Seoul (CNN)South Korea's embattled President has put her fate in the hands of the country's parliament.

President Park Geun-hye said Tuesday she will allow the National Assembly to decide the duration of her remaining term in office, and will resign if that is what they decide.
"I will relegate the decision to the National Assembly, including the shortening of my presidential term and resignation," she said.
    "If the National Assembly sets a path for the stable transition of power, I will resign from the presidency and lessen the confusion as much as possible. I hope that the nation will find stability."

    Protests to continue

    Park made her statements in a televised address to the nation, after several weeks of protests by hundreds of thousands of people calling for her resignation.
    The country's Confederation of Trade Unions said it will go forward with plans for a national strike on Wednesday, accusing Park of "relegating responsibility to the National Assembly."
    The Emergency People's Movement (EPM), which has organized several of the protests against Park, also said it would continue with demonstrations.
    "Park can't even decide on her own to resign from the Presidency, she is letting the National Assembly decide," EPM told CNN.
    A spokesman for the opposition Minjoo Party accused the President of trying to create "orderly confusion," and vowed to proceed with impeachment.
    "Saenuri should not play 'trickster' games anymore and should participate in the impeachment process," Ki Dong-min said.
    "(Park) is trying to buy some time," Ingyu Oh, professor of sociology at Korea University, told CNN.
    He predicted that it could take months for the National Assembly to hammer out a solution, giving Park an opportunity to "start thinking about her own way out, (such as) finding a next president who will pardon her."

    What happens next?

    Before Park's statement, South Korean lawmakers had said they planned to vote on an impeachment motion against her within weeks.
    Under the constitution, impeachment requires a two-thirds majority of the 300-member legislature to pass.
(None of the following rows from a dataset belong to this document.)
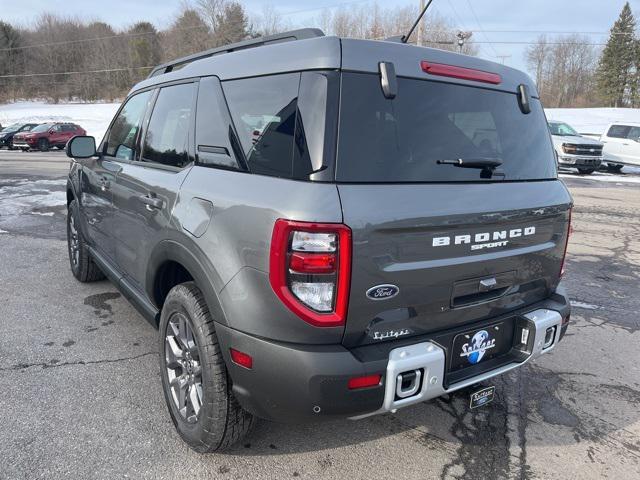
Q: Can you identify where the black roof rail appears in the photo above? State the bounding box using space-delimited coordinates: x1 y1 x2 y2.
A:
147 28 324 78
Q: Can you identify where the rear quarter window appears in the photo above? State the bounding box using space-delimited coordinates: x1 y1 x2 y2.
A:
336 73 556 183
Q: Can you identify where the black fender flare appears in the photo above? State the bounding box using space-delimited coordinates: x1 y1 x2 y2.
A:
145 234 227 325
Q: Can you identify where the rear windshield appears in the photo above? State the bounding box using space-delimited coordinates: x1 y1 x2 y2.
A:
336 73 556 183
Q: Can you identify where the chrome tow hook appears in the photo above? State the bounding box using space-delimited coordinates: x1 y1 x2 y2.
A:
396 369 422 398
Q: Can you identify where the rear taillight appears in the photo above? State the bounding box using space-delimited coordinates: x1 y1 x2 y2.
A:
269 219 351 327
560 208 573 278
420 61 502 85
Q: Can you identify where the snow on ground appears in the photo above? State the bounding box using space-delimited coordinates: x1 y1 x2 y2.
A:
0 179 67 218
545 108 640 135
0 102 120 142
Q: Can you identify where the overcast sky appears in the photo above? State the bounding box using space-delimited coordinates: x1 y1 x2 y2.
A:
0 0 640 72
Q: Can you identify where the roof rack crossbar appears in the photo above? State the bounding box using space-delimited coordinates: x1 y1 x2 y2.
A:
147 28 324 78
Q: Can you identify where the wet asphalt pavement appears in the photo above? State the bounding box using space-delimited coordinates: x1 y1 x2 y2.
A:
0 151 640 479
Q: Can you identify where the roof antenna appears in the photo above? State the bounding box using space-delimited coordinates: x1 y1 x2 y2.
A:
400 0 433 43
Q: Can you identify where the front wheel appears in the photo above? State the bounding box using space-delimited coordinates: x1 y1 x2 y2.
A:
67 200 105 283
160 282 255 453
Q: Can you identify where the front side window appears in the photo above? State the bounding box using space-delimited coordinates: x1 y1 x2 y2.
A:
223 73 300 178
106 91 151 160
142 83 196 168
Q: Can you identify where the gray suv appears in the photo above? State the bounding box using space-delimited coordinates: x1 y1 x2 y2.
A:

Park's Saenuri party currently controls 125 seats.
    The motion should then pass to the constitutional court for consideration. Justices have 180 days to decide the case after it is referred to them.
    However, it is unclear now whether Park would resign at this point in the process, if parliament is seen to have expressed its will, or if she would wait for the court to rule.
    "Opposition parties are split, and the Saenuri party is split," Oh said. "(Park) leaving everything to the National Assembly means 'please take forever to make a decision about my future'."

    Corruption charges

    Prosecutors have said they want to speak to Park after naming her as a suspect in a corruption probe involving her confidante Choi Soon-sil and other aides.
    Choi has been in prison for weeks after being indicted on charges of fraud, abuse of power and coercion, accused of extorting millions of dollars from big businesses for her foundations and personal use.
    Offices have been raided, top executives hauled in for questioning and two of Park's former Presidential aides, among others, have also been indicted.
    As President, Park is currently immune from prosecution. Though her lawyers have said she is willing to cooperate with the investigation, this week she claimed to be too busy to meet with prosecutors.